25歳で宰相の位に就き39歳で早世
激動の時代を駆け抜けた阿部正弘

 阿部正弘は1845年(弘化2)、徳川幕府創設以来最年少の25歳という若さで老中首座(宰相)に就きます。そして、老中首座としてペリー来航に直面し、鎖国政策を固守することなく開国に踏み切りました。これについては、外圧に屈した主体性を欠く外交という批判もありますが、正弘が幕府の総責任者として各国と結んだ和親条約を見ると、非常に困難な局面で欧米列強の勢力関係を冷静に分析し、欧米の最大の要求事項である通商開始を断固拒否するなど、巧みな交渉術を駆使しています。

 外圧というプレッシャーは相当なものであったと思いますが、一方で、国内的にも、改革や制度変更時にしばしば見られるような、保守勢力(抵抗勢力)からのプレッシャーも相当なものでした。諸大名の九割以上が攘夷派という状況のなか、正弘は、攘夷派の巨頭である徳川斉昭(なりあき)島津斉彬(しまづなりあきら)らと積極的に交流します。正弘は、すでに開国を決断しており、それには攘夷派との妥協が成否の鍵を握ると見極めていたのです。もちろん、身内である幕閣内の先輩老中たちには礼を以って接し、閣内も掌握していきます。
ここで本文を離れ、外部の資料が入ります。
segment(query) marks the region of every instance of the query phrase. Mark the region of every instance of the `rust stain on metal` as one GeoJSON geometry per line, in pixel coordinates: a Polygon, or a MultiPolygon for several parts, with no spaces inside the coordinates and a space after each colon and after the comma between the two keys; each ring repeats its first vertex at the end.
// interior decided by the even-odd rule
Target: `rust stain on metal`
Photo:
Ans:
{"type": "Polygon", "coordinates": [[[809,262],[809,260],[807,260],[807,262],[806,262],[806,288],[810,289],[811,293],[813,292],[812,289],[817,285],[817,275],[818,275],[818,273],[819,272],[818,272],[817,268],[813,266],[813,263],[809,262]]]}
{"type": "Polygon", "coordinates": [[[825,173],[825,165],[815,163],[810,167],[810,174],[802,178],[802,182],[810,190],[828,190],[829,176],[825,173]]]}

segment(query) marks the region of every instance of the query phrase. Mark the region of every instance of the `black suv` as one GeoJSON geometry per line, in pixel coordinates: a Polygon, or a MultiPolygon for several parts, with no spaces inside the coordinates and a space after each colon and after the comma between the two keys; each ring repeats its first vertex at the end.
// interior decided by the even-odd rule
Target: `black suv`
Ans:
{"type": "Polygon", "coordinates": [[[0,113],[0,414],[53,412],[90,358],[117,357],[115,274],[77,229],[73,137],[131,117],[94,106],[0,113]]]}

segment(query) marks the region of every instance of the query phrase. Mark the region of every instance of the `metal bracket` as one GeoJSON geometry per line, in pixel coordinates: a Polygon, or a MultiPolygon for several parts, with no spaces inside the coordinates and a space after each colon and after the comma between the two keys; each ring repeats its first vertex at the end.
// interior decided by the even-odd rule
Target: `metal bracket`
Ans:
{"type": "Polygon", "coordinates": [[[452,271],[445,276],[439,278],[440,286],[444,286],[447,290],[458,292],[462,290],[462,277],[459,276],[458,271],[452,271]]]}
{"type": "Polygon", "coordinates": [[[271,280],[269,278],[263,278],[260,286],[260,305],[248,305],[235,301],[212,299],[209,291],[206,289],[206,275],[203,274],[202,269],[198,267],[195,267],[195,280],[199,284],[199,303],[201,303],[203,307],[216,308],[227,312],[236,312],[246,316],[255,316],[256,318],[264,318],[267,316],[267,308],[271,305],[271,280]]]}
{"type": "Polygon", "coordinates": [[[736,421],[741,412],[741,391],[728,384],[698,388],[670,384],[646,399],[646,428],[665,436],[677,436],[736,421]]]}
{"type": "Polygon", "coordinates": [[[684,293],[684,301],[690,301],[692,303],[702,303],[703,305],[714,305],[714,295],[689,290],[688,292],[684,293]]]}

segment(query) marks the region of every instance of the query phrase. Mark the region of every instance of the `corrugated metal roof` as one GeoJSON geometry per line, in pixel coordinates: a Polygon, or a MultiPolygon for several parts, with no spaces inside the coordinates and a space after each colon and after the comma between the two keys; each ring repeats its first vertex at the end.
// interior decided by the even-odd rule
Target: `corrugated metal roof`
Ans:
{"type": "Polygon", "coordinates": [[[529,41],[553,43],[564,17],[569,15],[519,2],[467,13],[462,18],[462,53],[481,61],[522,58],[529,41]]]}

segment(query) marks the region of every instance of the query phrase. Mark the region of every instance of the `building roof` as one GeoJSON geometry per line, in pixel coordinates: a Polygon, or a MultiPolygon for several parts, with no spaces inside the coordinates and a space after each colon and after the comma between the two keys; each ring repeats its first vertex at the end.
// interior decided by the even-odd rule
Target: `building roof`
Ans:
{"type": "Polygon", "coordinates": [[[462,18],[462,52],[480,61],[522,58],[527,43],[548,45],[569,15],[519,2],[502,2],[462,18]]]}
 老中首座となって一年ほど経った頃、当時禁制の軍艦製造が国防のために必要であることから、他の三人の老中に意見を求めたところ賛同者はなく、あっさりと諦めます。軍艦製造の実現はそれから七年後、正弘によってなされました。彼は、現実的かつ信念の人でありました。見識が高く、世界情勢に明るいという「政策能力」に加え、冷静な状況分析と現実的な判断で手腕を発揮する高度な「政治力」をも持ち合わせていたのです。

 阿部正弘の業績は、開国という外交政策のみにとどまりません。踏み絵制度の廃止、品川と長崎での砲台築造(海防力の強化)、長崎・海軍伝習所の開設(近代海軍の基礎)、さらに、講武所の開設、大砲射撃場の設置、蕃書調書(ばんしょしらべしょ)創立(洋書の講習)など、200数十年続いた幕府の諸法制、行政制度を大胆に改革しました。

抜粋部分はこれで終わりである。